Ford's collections include a wide variety of different coins and medals from throughout United States history, dating back to the colonial era.

U.S. colonial era medals, coins, and currency were among Ford's collections. He also was noted for collecting Indian peace medals, pioneer and territorial gold, and a number of obsolete currencies from both American colonies and federal notes prior to 1861. Possibly the most notable items in his collection were Massachusetts notes issued in 1690, considered the oldest currency issued by an American colony.

Along with the rare coins and medals for which he was best known, Ford's collections included "the badges slaves wore when they were rented out for day work, Civil War revolvers and an ashtray owned by Hitler."

==Impact==

In an article from the New York Times after Ford's death, Q. David Bowers, a well-respected numismatist who has practiced since 1957, is quoted as having said that Ford was "one of the 'most influential figures in American numismatics.'" Ford at times courted controversy, as he reversed the numismatic industry's practice of overpricing coins which went up for auction, even underrating coins to draw more awareness and interest.

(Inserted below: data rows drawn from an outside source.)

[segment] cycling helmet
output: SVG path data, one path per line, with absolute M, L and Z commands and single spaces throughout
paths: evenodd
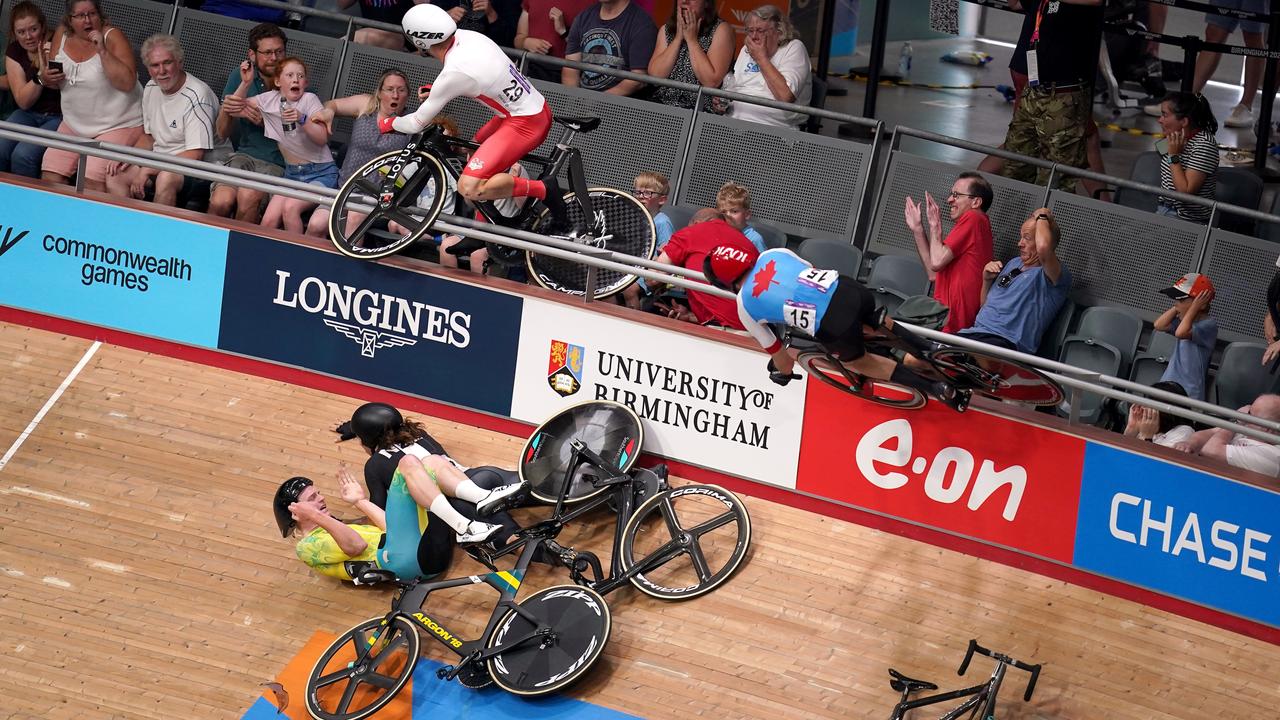
M 312 484 L 315 483 L 310 478 L 294 477 L 280 483 L 279 489 L 275 491 L 271 510 L 275 511 L 275 524 L 280 527 L 282 538 L 289 537 L 289 530 L 293 529 L 293 514 L 289 512 L 289 506 L 297 502 L 302 491 Z
M 351 421 L 338 425 L 338 442 L 360 438 L 360 443 L 376 448 L 378 441 L 387 433 L 404 424 L 399 410 L 385 402 L 366 402 L 351 414 Z
M 439 5 L 422 3 L 421 5 L 413 5 L 404 13 L 401 27 L 404 29 L 404 36 L 408 37 L 408 41 L 415 47 L 426 50 L 453 37 L 453 33 L 458 29 L 458 23 L 453 22 L 453 18 Z
M 755 266 L 759 256 L 760 251 L 745 237 L 742 242 L 722 243 L 703 260 L 703 274 L 713 286 L 733 292 L 733 283 Z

Along with his large collections and impact on the numismatic community, Ford was known for having mentored Walter Breen during his time at New Netherlands. While working together, Breen and Ford wrote catalogs for Netherlands that would become quite famous. Breen, who would gain notoriety both for his work as a writer and also for the criminal record that he accumulated throughout his life, was later heralded as the "genius of numismatics" and would go on to write the most comprehensive guide to American numismatics, Walter Breen's Complete Encyclopedia of U.S. and Colonial Coins.

==Personal life and death==
John J. Ford had a wife, Joan, and three daughters; Susan, Leslie, and Kimberly. Ford died on July 7, 2005, in Phoenix, Arizona, at the age of 81. The first set of Ford's coin holdings were sold in 2003, with the majority of his collections put up for auction after his death.